Savaşlar insanlar ve tarih
Rahmetli Mehmet Akif, bir dörtlükle bütün meramımızı anlatmaya yardımcı oldu. Evet, Allah resulüne ve salihlere verilen cevamiul kelam yeteneği rabullaleminin bir armağanıdır. Rabbim bu ülkenin bütün iyilerine bu yeteneği lütfetsin. Az sözle çok şey anlatma yeteneği... Günümüzde ise çok şey söylendiği halde hiçbir şey anlatamamak insanımızı psikolojikmen çökertiyor. Evet, bu dörtlükle yazımıza başlayalım:
Geçmişten adam hisse kaparmış... Ne masal şey!
Beş bin senelik kıssa yarım hisse mi verdi?

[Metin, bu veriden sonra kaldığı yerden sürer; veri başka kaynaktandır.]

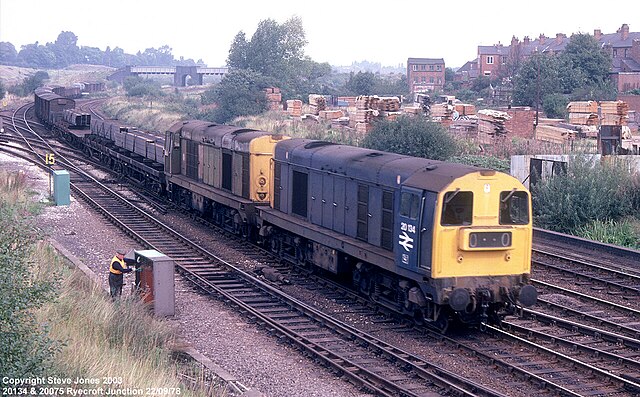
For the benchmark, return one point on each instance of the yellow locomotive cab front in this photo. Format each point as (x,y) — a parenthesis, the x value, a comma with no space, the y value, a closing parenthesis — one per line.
(482,228)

"Tarih"i "tekerrür" diye tarif ediyorlar;
Hiç ibret alınsaydı, tekerrür mü ederdi?
Evet, savaşlar, insanlar ve tarih bize anlatıyor ki, olaylar aslında hep aynı. Sadece figüranlar ve isimler farklıdır. Yarın çok değil 100 yıl sonra bugünün tarihini okuyan insanlar acaba bugünkü savaşları ve tarafları nasıl yâd edecekler? Peygamberlerin en büyük endişesi ve korkusu unutulmadan hayırla anılmak olarak Kur`an`da tarif ediliyor. 'Lisan-ı sıdk' istemişler o resuller. Evet, müminlerde ve iyi insanlarda aslında bu endişeyi hep görürsünüz. Çünkü iman ve düşünce insanda ölüm ve ötesinin hesabını yapmaya sebep olur. Bu hesabı yapan insanlar da yaşamlarında hayırla yâd edilme endişesi taşımışlar ve ahiretteki karşılığından korktukları için eylemlerinde, sevgi ve düşmanlıklarında hep bu korku ve endişe görülmüş. Düşünce, iman, korku ve endişe... Bu dört kavramı kalplerimizde, hislerimizde, davranışlarımızda oluşturmamız gerekir. Adil bir düzen kurmayı arzulayan, insanlara ilahi adaleti vaad eden tüm müminler bu dört kavramı içselleştirmeliler.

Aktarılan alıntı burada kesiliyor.